Yeh, that doesn't make sense. If there was any extrinsic value left on those options (which there should have been since it still had a week to go and it is near the money), it would have made more sense to simply sell the options rather than exercise. If I was the broker and a client asked to exercise the options in that case, why not simply sell the options instead of exercising them, then buy shares on the open market and sell to the client at 18/share. Then pocket the difference as risk-free profit? So I don't see how that situation would happen. Sometimes I will let ITM calls expire ITM and get auto-exercised and then go short shares into the close right before expiration because it's cheaper to transact shares than options for my broker.

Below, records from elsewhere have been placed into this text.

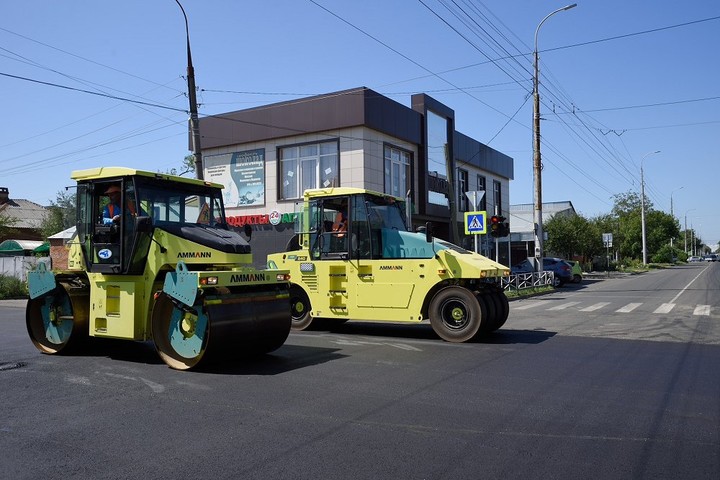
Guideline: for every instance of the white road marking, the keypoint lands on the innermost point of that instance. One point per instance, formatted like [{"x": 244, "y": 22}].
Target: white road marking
[
  {"x": 597, "y": 306},
  {"x": 628, "y": 308},
  {"x": 564, "y": 306},
  {"x": 527, "y": 305},
  {"x": 665, "y": 308},
  {"x": 686, "y": 286}
]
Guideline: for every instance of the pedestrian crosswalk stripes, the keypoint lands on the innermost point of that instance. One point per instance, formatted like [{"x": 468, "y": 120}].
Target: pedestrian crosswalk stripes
[
  {"x": 662, "y": 309},
  {"x": 628, "y": 308},
  {"x": 665, "y": 308},
  {"x": 597, "y": 306},
  {"x": 564, "y": 306}
]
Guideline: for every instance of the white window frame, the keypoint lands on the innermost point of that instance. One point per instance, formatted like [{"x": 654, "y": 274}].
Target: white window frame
[
  {"x": 307, "y": 165},
  {"x": 397, "y": 168}
]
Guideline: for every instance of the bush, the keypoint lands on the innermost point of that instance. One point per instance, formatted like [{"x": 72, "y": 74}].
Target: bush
[
  {"x": 11, "y": 287},
  {"x": 667, "y": 254}
]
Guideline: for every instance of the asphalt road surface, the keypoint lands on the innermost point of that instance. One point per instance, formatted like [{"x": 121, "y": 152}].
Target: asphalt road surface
[{"x": 616, "y": 378}]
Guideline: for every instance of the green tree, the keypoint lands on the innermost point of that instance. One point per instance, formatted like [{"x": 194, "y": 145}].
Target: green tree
[
  {"x": 61, "y": 214},
  {"x": 572, "y": 235}
]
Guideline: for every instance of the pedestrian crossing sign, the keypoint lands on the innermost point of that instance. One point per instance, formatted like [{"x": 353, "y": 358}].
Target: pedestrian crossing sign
[{"x": 475, "y": 223}]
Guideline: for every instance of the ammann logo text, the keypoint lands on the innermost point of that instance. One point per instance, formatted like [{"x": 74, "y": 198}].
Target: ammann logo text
[
  {"x": 248, "y": 277},
  {"x": 194, "y": 254}
]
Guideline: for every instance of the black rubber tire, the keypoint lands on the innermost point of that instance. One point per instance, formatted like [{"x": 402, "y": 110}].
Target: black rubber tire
[
  {"x": 300, "y": 308},
  {"x": 491, "y": 307},
  {"x": 455, "y": 314},
  {"x": 503, "y": 310}
]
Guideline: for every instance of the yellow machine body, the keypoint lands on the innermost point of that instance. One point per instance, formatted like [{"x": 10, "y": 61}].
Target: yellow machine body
[
  {"x": 169, "y": 270},
  {"x": 377, "y": 270}
]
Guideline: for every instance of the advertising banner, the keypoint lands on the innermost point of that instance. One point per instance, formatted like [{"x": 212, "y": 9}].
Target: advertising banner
[{"x": 242, "y": 174}]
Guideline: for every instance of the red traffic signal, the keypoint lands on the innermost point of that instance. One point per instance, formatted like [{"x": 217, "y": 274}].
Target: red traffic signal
[{"x": 496, "y": 225}]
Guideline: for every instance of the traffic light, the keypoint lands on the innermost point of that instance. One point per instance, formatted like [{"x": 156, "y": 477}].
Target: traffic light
[
  {"x": 499, "y": 226},
  {"x": 495, "y": 226}
]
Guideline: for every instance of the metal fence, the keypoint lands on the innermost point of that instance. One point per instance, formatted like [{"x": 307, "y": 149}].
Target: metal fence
[
  {"x": 19, "y": 266},
  {"x": 521, "y": 281}
]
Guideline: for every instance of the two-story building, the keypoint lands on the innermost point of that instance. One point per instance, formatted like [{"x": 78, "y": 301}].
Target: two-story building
[{"x": 267, "y": 156}]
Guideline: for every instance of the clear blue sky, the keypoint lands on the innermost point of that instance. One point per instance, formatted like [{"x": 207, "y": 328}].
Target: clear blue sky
[{"x": 619, "y": 79}]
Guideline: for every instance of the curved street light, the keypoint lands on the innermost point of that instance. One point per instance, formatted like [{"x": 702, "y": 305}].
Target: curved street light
[
  {"x": 192, "y": 98},
  {"x": 692, "y": 209},
  {"x": 642, "y": 203},
  {"x": 537, "y": 163},
  {"x": 671, "y": 210}
]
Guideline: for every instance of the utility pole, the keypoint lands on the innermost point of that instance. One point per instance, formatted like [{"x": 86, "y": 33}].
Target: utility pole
[
  {"x": 192, "y": 98},
  {"x": 642, "y": 204},
  {"x": 537, "y": 162}
]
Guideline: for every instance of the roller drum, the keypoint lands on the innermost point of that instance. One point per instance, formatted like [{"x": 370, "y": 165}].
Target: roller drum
[
  {"x": 222, "y": 327},
  {"x": 57, "y": 321}
]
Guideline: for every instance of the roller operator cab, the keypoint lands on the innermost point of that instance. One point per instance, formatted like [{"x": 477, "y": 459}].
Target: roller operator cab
[
  {"x": 159, "y": 264},
  {"x": 353, "y": 258}
]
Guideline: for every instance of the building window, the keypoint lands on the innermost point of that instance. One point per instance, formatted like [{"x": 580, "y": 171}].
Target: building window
[
  {"x": 497, "y": 197},
  {"x": 463, "y": 200},
  {"x": 437, "y": 171},
  {"x": 480, "y": 187},
  {"x": 314, "y": 165},
  {"x": 397, "y": 171}
]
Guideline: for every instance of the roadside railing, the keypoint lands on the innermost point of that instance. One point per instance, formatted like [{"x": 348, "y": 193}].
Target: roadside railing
[{"x": 521, "y": 281}]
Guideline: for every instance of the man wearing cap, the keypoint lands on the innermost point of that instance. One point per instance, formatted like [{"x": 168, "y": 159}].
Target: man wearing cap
[{"x": 112, "y": 211}]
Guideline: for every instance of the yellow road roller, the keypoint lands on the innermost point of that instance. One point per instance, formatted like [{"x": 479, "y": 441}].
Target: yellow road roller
[
  {"x": 153, "y": 258},
  {"x": 354, "y": 258}
]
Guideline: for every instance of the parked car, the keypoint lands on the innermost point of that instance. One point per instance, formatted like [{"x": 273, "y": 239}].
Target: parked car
[
  {"x": 576, "y": 270},
  {"x": 561, "y": 268}
]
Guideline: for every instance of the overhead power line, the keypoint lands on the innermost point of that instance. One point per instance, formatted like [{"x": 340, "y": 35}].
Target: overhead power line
[{"x": 56, "y": 85}]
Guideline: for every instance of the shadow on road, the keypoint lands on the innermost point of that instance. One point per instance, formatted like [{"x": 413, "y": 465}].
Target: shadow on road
[{"x": 425, "y": 332}]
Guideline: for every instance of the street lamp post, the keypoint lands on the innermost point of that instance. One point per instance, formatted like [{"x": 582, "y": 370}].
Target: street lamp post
[
  {"x": 537, "y": 163},
  {"x": 671, "y": 210},
  {"x": 192, "y": 98},
  {"x": 686, "y": 228},
  {"x": 642, "y": 204},
  {"x": 672, "y": 214}
]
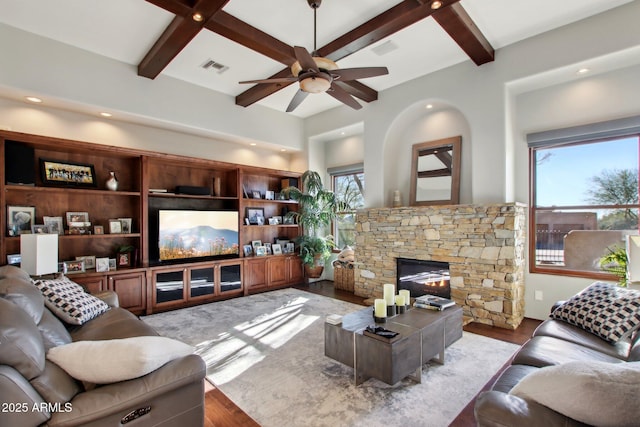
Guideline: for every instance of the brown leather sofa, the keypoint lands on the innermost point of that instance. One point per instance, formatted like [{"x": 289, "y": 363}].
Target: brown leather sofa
[
  {"x": 36, "y": 392},
  {"x": 554, "y": 342}
]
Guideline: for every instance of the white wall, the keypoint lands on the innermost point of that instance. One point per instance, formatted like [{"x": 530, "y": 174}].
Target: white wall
[
  {"x": 41, "y": 120},
  {"x": 499, "y": 103}
]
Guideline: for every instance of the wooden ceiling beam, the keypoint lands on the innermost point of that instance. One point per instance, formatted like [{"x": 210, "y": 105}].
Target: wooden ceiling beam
[
  {"x": 458, "y": 24},
  {"x": 250, "y": 37},
  {"x": 177, "y": 35}
]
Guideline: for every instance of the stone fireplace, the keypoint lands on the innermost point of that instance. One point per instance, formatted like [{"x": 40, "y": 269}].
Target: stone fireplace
[{"x": 483, "y": 244}]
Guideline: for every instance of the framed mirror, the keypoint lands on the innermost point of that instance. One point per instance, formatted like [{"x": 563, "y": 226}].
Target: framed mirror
[{"x": 435, "y": 172}]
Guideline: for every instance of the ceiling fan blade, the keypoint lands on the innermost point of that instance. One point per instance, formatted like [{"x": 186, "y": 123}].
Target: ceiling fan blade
[
  {"x": 346, "y": 74},
  {"x": 305, "y": 59},
  {"x": 343, "y": 96},
  {"x": 297, "y": 99},
  {"x": 281, "y": 80}
]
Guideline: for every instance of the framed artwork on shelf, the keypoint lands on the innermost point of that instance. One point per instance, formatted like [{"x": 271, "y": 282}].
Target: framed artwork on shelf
[
  {"x": 39, "y": 229},
  {"x": 247, "y": 250},
  {"x": 125, "y": 225},
  {"x": 54, "y": 224},
  {"x": 102, "y": 265},
  {"x": 70, "y": 267},
  {"x": 124, "y": 259},
  {"x": 115, "y": 226},
  {"x": 77, "y": 217},
  {"x": 255, "y": 216},
  {"x": 20, "y": 219},
  {"x": 89, "y": 261},
  {"x": 67, "y": 174}
]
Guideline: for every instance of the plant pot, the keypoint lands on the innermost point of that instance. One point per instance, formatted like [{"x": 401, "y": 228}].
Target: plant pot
[{"x": 313, "y": 271}]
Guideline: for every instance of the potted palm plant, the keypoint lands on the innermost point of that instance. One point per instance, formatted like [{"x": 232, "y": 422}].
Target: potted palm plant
[{"x": 317, "y": 207}]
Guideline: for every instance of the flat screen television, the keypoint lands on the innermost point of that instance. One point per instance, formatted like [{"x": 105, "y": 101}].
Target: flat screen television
[{"x": 193, "y": 234}]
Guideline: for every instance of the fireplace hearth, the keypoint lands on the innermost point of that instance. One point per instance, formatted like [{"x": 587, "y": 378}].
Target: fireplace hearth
[{"x": 423, "y": 277}]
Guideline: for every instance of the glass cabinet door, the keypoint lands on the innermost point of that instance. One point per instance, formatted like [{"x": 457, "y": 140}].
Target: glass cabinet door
[
  {"x": 201, "y": 282},
  {"x": 230, "y": 277},
  {"x": 169, "y": 286}
]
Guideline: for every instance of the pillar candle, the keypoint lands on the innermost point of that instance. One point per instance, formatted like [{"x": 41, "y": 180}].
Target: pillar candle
[
  {"x": 389, "y": 291},
  {"x": 380, "y": 308},
  {"x": 407, "y": 296}
]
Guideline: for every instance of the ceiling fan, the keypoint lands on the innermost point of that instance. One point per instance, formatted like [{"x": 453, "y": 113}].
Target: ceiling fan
[{"x": 316, "y": 74}]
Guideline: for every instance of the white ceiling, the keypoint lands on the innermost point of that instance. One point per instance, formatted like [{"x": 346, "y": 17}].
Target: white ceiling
[{"x": 125, "y": 30}]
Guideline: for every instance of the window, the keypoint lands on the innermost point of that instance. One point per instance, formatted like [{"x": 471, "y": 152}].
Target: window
[
  {"x": 584, "y": 197},
  {"x": 348, "y": 186}
]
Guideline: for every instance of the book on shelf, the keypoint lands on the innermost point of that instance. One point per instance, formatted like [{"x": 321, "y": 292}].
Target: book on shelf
[{"x": 435, "y": 301}]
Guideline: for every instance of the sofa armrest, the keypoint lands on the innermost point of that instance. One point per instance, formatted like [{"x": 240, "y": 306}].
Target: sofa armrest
[
  {"x": 107, "y": 404},
  {"x": 21, "y": 403},
  {"x": 497, "y": 409},
  {"x": 110, "y": 297}
]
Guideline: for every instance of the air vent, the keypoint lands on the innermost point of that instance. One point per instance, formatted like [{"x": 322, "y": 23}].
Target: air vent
[
  {"x": 384, "y": 48},
  {"x": 210, "y": 64}
]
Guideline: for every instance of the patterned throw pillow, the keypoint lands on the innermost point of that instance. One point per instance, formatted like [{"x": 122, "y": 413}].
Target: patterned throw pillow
[
  {"x": 69, "y": 301},
  {"x": 606, "y": 310}
]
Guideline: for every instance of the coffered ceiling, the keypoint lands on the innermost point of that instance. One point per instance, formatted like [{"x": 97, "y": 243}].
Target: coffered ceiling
[{"x": 251, "y": 39}]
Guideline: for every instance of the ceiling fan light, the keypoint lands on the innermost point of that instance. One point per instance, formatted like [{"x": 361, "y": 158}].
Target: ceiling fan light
[{"x": 315, "y": 84}]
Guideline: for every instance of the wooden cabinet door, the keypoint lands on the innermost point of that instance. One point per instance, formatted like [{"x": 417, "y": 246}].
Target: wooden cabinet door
[
  {"x": 295, "y": 270},
  {"x": 131, "y": 290},
  {"x": 256, "y": 274},
  {"x": 277, "y": 271}
]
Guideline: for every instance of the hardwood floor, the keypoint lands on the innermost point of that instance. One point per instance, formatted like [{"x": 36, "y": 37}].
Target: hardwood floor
[{"x": 222, "y": 412}]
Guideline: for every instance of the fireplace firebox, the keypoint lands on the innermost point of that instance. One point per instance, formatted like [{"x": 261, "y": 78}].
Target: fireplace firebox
[{"x": 423, "y": 277}]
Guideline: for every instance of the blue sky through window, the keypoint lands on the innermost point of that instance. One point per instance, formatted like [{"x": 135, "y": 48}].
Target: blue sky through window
[{"x": 564, "y": 178}]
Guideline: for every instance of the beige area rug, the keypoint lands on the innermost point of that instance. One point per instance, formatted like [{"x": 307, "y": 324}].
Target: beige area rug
[{"x": 266, "y": 353}]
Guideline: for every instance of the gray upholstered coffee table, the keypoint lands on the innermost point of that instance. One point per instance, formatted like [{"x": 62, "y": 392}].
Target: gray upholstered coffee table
[{"x": 424, "y": 335}]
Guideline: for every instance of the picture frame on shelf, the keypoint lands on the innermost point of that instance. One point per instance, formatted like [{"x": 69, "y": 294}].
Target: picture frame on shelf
[
  {"x": 125, "y": 225},
  {"x": 255, "y": 215},
  {"x": 39, "y": 229},
  {"x": 71, "y": 267},
  {"x": 77, "y": 217},
  {"x": 115, "y": 227},
  {"x": 20, "y": 219},
  {"x": 89, "y": 261},
  {"x": 124, "y": 259},
  {"x": 67, "y": 174},
  {"x": 102, "y": 265},
  {"x": 54, "y": 224},
  {"x": 247, "y": 250},
  {"x": 14, "y": 259}
]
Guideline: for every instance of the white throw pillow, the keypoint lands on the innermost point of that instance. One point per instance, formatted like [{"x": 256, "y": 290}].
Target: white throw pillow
[
  {"x": 109, "y": 361},
  {"x": 596, "y": 393}
]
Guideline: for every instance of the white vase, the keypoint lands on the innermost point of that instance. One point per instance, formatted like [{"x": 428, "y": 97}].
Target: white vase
[{"x": 112, "y": 182}]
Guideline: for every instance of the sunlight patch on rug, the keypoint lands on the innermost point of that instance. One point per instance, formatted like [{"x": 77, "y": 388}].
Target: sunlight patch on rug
[{"x": 266, "y": 353}]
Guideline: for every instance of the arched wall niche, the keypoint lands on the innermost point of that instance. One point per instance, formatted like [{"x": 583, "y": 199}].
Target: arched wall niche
[{"x": 418, "y": 124}]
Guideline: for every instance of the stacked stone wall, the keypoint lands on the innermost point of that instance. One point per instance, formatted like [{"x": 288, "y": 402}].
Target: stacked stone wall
[{"x": 483, "y": 244}]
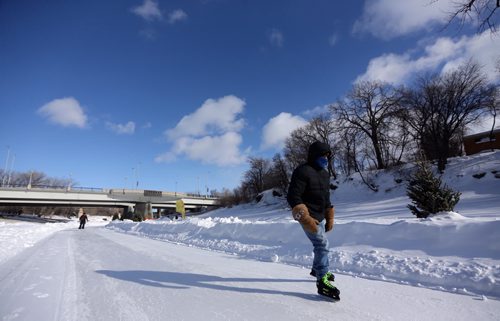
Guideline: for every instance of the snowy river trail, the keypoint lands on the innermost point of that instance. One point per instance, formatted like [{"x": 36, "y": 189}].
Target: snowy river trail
[{"x": 97, "y": 274}]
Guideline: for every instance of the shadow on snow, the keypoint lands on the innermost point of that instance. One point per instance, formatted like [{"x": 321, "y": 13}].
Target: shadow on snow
[{"x": 176, "y": 280}]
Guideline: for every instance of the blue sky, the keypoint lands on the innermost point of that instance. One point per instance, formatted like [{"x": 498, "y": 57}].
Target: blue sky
[{"x": 177, "y": 94}]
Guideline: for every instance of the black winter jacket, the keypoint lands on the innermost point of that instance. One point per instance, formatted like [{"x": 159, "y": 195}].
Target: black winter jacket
[{"x": 310, "y": 184}]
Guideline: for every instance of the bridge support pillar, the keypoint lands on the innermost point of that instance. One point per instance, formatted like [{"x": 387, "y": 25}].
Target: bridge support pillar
[{"x": 145, "y": 210}]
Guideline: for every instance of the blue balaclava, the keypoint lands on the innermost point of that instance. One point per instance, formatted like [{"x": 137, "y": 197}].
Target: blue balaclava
[
  {"x": 322, "y": 161},
  {"x": 318, "y": 155}
]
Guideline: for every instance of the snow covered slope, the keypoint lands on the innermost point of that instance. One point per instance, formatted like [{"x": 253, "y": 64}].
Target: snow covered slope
[{"x": 375, "y": 235}]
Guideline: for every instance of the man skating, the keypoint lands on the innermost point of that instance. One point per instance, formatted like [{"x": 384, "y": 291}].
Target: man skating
[
  {"x": 309, "y": 198},
  {"x": 83, "y": 220}
]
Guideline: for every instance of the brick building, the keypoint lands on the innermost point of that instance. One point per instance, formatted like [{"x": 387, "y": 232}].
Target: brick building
[{"x": 476, "y": 143}]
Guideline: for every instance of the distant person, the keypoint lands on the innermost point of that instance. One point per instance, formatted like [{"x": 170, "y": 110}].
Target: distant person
[
  {"x": 83, "y": 220},
  {"x": 309, "y": 198}
]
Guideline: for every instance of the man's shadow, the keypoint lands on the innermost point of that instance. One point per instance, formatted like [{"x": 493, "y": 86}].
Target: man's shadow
[{"x": 176, "y": 280}]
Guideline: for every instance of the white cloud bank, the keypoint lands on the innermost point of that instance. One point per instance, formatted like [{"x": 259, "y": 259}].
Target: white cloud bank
[
  {"x": 387, "y": 19},
  {"x": 443, "y": 54},
  {"x": 65, "y": 112},
  {"x": 177, "y": 16},
  {"x": 278, "y": 129},
  {"x": 210, "y": 134},
  {"x": 120, "y": 129},
  {"x": 149, "y": 10}
]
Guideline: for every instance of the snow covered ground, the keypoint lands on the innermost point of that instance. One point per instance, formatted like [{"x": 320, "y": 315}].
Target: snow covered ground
[
  {"x": 252, "y": 261},
  {"x": 375, "y": 236}
]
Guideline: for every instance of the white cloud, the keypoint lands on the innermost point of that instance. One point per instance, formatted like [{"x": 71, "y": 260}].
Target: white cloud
[
  {"x": 387, "y": 19},
  {"x": 215, "y": 116},
  {"x": 483, "y": 124},
  {"x": 128, "y": 128},
  {"x": 443, "y": 54},
  {"x": 149, "y": 10},
  {"x": 278, "y": 129},
  {"x": 333, "y": 39},
  {"x": 276, "y": 38},
  {"x": 176, "y": 16},
  {"x": 66, "y": 112},
  {"x": 318, "y": 110},
  {"x": 210, "y": 134}
]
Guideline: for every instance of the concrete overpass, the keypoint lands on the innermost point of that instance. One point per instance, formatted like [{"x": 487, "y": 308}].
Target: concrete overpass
[{"x": 142, "y": 202}]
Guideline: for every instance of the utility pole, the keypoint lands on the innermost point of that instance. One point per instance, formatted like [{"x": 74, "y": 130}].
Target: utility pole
[
  {"x": 11, "y": 169},
  {"x": 4, "y": 176}
]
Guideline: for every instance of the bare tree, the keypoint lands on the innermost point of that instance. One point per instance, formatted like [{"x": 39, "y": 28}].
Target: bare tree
[
  {"x": 484, "y": 12},
  {"x": 440, "y": 107},
  {"x": 255, "y": 176},
  {"x": 279, "y": 173},
  {"x": 370, "y": 108}
]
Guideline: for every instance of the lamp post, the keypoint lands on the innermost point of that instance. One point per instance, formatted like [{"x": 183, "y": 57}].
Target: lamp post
[{"x": 4, "y": 176}]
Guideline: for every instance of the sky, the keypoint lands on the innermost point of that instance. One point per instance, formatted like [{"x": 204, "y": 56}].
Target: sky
[{"x": 176, "y": 95}]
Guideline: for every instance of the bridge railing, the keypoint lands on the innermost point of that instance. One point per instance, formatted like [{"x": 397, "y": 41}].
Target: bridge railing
[{"x": 114, "y": 191}]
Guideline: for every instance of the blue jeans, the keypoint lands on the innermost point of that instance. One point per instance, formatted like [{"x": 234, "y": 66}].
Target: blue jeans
[{"x": 321, "y": 263}]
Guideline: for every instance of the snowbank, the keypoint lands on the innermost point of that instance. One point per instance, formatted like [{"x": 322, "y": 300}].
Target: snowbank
[
  {"x": 16, "y": 236},
  {"x": 375, "y": 235},
  {"x": 449, "y": 254}
]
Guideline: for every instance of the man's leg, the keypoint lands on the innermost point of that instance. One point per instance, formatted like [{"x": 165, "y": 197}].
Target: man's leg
[{"x": 321, "y": 263}]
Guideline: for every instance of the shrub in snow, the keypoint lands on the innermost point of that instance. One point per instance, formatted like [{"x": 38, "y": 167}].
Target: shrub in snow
[
  {"x": 479, "y": 175},
  {"x": 428, "y": 194}
]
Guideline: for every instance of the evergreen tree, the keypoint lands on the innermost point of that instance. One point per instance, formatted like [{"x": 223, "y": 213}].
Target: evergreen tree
[{"x": 428, "y": 194}]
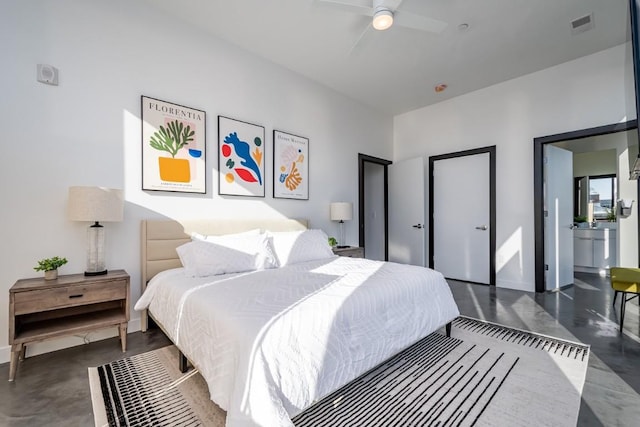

I might do the same thing if the options were so deep ITM that there was no extrinsic value left -- delta hedge with shares and then exercise.
There was a lot, approx. 50 cents at the start of that day and close to $1 at the end (start of the day is relevant as the exercise could have been done anywhere in the day). Indeed, enjoy the free money, this won't happen often!
Wait a minute, the strike on the call option is $18 and yet somebody exercised the call option against you when the underlying is only at $15???? I think whoever exercised the option is a noob and probably wanted to sell a call to protect against a drop in price but bought a call instead and then exercised the call thinking it would protect them from a drop in the underlying's price. LOL That's the most probable explanation that I can think of. I wonder if we are going to get a question on here by somebody asking "I thought selling a call would protect me from a drop in price in the underlying stock but I exercised a call and I ended up paying a higher price than the underlying's price in the market, what gives??" Like @traider said, enjoy the free money!! This kind of free fall doesn't come by often.